Related articles |
---|
C++ Grammar - Update mike@dimmick.demon.co.uk (Mike Dimmick) (2001-04-26) |
Re: C++ Grammar - Update loewis@informatik.hu-berlin.de (Martin von Loewis) (2001-04-30) |
Re: C++ Grammar - Update idbaxter@semdesigns.com (Ira D. Baxter) (2001-05-03) |
Re: C++ Grammar - Update mike@dimmick.demon.co.uk (Mike Dimmick) (2001-05-03) |
Re: C++ Grammar - Update gahide@lil.univ-littoral.fr (Patrice Gahide) (2001-05-03) |
Re: C++ Grammar - Update michael_spencer@btclick.com (Michael Spencer) (2001-05-07) |
Re: C++ Grammar - Update michael_spencer@btclick.com (Michael Spencer) (2001-05-13) |
Re: C++ Grammar - Update loewis@informatik.hu-berlin.de (Martin von Loewis) (2001-05-13) |
From: | Martin von Loewis <loewis@informatik.hu-berlin.de> |
Newsgroups: | comp.compilers,comp.compilers.tools.pccts |
Date: | 30 Apr 2001 22:21:02 -0400 |
Organization: | Humboldt University Berlin, Department of Computer Science |
References: | 01-04-141 |
Keywords: | C++, parse |
Posted-Date: | 30 Apr 2001 22:21:02 EDT |
"Mike Dimmick" <mike@dimmick.demon.co.uk> writes:
> The major reported problem with the C++ syntax is that it requires
> semantic information to parse correctly. This isn't strictly true,
> one can follow the technique of Ed Willink
> (http://www.computing.surrey.ac.uk/research/dsrg/fog/FogThesis.html)
Please note that the goal of that parser is restricted to parsing
declarations only (see 4.4, Ambiguity resolution).
It seems that the parser accepts a *very* large superset of C++,
e.g. the provided Solaris binary accepts
void foo(){
+
}
without complaints. So I still doubt that you can do meaningful C++
parsing w/o semantic analysis in the lexer.
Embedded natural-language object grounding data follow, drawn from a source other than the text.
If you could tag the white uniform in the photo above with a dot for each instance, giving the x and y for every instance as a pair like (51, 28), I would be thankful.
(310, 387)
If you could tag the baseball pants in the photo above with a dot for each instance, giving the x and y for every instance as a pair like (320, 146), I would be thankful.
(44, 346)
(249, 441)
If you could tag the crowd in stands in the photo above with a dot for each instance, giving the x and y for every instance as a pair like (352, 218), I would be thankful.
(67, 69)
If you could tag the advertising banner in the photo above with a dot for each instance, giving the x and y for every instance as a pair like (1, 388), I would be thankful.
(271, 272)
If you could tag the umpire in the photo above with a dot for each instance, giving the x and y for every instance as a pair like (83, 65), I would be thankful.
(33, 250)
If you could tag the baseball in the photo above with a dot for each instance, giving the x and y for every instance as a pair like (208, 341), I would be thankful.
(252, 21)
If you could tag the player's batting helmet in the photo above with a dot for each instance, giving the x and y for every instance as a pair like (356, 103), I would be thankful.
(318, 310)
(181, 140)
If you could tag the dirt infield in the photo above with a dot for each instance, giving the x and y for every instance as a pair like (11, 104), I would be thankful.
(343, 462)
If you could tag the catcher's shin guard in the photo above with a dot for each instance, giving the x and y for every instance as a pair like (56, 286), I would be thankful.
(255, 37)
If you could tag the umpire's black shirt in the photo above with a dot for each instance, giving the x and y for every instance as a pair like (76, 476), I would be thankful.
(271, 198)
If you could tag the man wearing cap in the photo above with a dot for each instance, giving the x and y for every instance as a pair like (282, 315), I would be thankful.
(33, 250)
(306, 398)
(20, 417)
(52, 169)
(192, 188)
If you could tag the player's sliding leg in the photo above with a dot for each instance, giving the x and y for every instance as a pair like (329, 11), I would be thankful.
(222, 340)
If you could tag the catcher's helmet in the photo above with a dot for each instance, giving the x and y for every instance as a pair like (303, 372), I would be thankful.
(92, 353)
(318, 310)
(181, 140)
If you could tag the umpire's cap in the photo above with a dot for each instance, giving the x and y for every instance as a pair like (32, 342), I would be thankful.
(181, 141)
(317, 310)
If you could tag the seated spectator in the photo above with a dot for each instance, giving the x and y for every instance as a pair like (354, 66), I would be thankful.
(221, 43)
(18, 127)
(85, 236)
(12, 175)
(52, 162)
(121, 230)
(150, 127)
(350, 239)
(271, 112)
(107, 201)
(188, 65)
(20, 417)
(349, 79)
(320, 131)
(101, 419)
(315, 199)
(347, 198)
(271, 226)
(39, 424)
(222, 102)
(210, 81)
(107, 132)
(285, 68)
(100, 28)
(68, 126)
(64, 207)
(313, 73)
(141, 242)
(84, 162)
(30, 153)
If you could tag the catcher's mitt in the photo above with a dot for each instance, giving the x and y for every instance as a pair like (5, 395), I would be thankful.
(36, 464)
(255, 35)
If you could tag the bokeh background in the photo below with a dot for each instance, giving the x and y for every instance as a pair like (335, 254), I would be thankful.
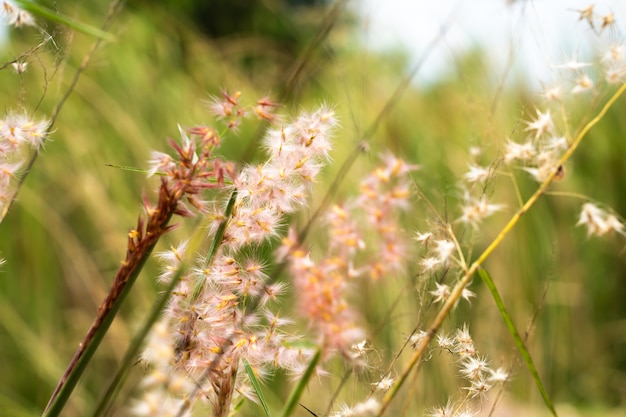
(65, 236)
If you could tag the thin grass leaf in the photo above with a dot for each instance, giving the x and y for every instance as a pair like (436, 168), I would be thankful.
(131, 353)
(257, 387)
(293, 399)
(56, 407)
(49, 14)
(133, 349)
(484, 275)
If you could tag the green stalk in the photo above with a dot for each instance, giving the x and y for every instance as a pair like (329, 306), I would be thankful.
(54, 409)
(293, 399)
(257, 387)
(133, 349)
(49, 14)
(484, 275)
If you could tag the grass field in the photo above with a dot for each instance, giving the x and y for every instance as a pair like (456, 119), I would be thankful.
(65, 236)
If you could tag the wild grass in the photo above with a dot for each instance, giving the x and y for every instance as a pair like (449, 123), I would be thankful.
(64, 237)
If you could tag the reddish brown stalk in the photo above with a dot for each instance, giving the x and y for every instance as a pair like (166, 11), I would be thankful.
(140, 243)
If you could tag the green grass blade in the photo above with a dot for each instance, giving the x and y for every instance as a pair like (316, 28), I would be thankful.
(293, 399)
(484, 275)
(46, 13)
(158, 307)
(217, 241)
(257, 387)
(66, 390)
(133, 350)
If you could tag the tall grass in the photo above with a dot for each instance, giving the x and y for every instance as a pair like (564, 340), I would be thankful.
(64, 237)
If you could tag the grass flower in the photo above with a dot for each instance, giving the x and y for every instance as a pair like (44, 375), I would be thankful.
(475, 210)
(598, 222)
(541, 125)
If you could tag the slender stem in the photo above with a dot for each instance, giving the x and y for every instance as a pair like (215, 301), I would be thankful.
(456, 292)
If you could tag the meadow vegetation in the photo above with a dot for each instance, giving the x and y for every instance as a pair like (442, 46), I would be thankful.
(328, 212)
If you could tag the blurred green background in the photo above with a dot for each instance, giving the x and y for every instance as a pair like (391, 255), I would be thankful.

> One must know whether a construct names a type in order to correctly
> parse in some circumstances.
Indeed, this is the major reason why people claim that you need
semantic information in the lexer.
> Qualified names are another circumstance which require unlimited
> semantic lookahead. This is due to template names with attached
> argument lists being permitted in a qualified name.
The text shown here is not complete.